Transforming Clinical Lab Workflows with AI and Automation
Laboratories that embrace these innovations today will be better positioned to meet tomorrow’s challenges

Laboratories of all types have been a source of innovation, usually for scientific development, but the pace of change today, like in many areas, is unprecedented. Artificial intelligence (AI) and automation are no longer futuristic concepts—they are practical tools reshaping how labs operate. These technologies are helping labs meet growing demands for speed, accuracy, and efficiency while addressing workforce shortages and cost pressures.
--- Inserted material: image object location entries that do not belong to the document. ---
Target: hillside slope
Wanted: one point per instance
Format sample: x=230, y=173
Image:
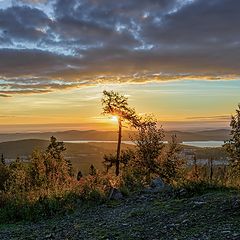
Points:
x=214, y=215
x=215, y=135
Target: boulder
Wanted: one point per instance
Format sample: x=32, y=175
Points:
x=157, y=183
x=115, y=194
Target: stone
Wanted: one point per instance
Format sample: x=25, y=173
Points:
x=157, y=183
x=115, y=194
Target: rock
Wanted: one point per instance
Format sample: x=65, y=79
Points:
x=115, y=194
x=157, y=183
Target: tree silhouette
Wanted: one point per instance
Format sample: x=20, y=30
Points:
x=92, y=170
x=149, y=146
x=117, y=105
x=3, y=159
x=233, y=144
x=79, y=175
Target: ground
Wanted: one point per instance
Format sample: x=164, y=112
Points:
x=213, y=215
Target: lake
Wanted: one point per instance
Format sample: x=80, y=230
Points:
x=190, y=143
x=204, y=143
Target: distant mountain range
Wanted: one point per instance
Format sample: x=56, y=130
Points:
x=73, y=135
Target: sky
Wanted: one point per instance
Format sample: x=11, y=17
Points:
x=176, y=59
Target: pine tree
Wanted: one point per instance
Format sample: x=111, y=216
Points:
x=117, y=105
x=92, y=170
x=3, y=160
x=233, y=144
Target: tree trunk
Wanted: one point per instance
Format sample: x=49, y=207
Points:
x=119, y=145
x=211, y=170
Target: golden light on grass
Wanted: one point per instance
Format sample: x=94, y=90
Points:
x=114, y=119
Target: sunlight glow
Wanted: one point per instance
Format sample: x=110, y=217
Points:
x=114, y=119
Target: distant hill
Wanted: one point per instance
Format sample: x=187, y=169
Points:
x=214, y=135
x=82, y=155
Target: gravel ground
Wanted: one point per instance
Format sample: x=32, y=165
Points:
x=214, y=215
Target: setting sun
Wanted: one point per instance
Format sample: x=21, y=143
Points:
x=114, y=119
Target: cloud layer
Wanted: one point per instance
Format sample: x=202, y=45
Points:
x=58, y=44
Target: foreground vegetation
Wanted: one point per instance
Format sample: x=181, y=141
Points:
x=152, y=174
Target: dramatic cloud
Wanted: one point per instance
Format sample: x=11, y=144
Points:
x=58, y=44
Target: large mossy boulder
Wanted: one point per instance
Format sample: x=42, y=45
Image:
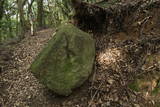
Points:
x=67, y=61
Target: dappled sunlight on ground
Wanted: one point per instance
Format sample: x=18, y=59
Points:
x=109, y=56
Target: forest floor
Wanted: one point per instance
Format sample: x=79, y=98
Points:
x=121, y=59
x=108, y=85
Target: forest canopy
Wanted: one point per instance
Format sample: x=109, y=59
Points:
x=20, y=16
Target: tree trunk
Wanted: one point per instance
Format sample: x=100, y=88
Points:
x=40, y=13
x=21, y=4
x=31, y=17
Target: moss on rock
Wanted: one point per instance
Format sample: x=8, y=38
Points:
x=66, y=62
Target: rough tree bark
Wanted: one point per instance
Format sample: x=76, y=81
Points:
x=40, y=16
x=110, y=16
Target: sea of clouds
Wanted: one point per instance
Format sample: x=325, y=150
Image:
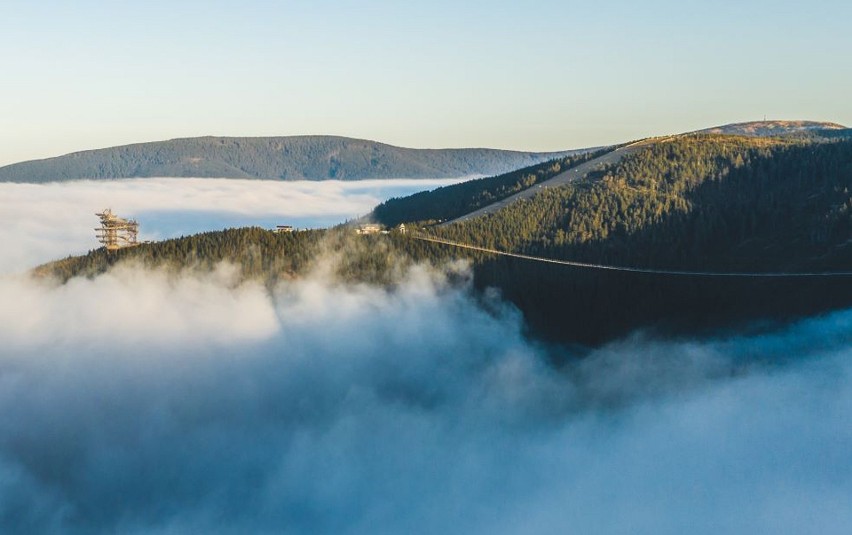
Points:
x=41, y=222
x=145, y=402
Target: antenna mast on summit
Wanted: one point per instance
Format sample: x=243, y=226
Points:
x=116, y=232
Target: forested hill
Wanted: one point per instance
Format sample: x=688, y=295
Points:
x=708, y=203
x=695, y=202
x=775, y=128
x=275, y=158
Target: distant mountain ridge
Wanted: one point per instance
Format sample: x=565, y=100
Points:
x=273, y=158
x=771, y=128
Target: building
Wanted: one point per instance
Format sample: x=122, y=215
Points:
x=368, y=228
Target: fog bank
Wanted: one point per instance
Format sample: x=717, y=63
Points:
x=144, y=403
x=42, y=222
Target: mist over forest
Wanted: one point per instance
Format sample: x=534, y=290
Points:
x=152, y=400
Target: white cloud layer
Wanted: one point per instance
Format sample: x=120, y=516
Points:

Sample processing is one of the most time-consuming steps in the laboratory workflow. Traditionally, this involves manual pipetting, labeling, and preparation—this is error-prone work that generally scientists do not enjoy doing. A colleague of mine likes to say labs are “where the magic happens”—we want our scientists to be making magic, not labels. AI-driven automation systems now integrate robotic arms, smart sensors, and machine vision to streamline these processes.
For example, AI-powered visual inspection can verify sample integrity and detect anomalies before analysis begins. Automated liquid handling systems, guided by AI algorithms, adjust pipetting volumes based on sample characteristics, reducing variability, and improving reproducibility. These innovations accelerate turnaround times and improve quality.
Beyond individual tasks, AI and automation can also transform workflows. Predictive analytics can forecast sample volumes based on historical trends and seasonal patterns—leveraging supply chain technology from other industries.
One of the biggest changes I have seen in industry over the past five years is life sciences and other regulated fields wanting to adopt technologies from other industries instead of being scared by it. By utilizing advanced analytics or machine learning algorithms on sample volumes, resources—both people and equipment—can be scheduled intelligently to optimize throughput or prioritize higher value assays.
While AI and automation bring efficiencies, they are not a substitute for human expertise. Instead, these technologies should empower scientists, allowing them to focus on “the magic”—interpretation, troubleshooting, and patient-centered decision making. According to CRB Group’s 2025 Horizons Life Sciences Report, only 33 percent of life sciences organizations are currently exploring the use of AI to improve employee wellness or job satisfaction, but this number is expected to grow rapidly as companies recognize the value of autonomy and fulfillment at work.
Training and upskilling remain essential as labs adopt these tools. Professionals who understand both the science and the technology will be key to unlocking the full potential of AI. This also needs to be a cultural focus of the company—embrace AI use and measure it.
Labs that embrace these innovations today will be better positioned to meet tomorrow’s challenges—aligning with the general idiom of doing more with less—delivering faster results, improving patient outcomes, and driving the next wave of digital transformation.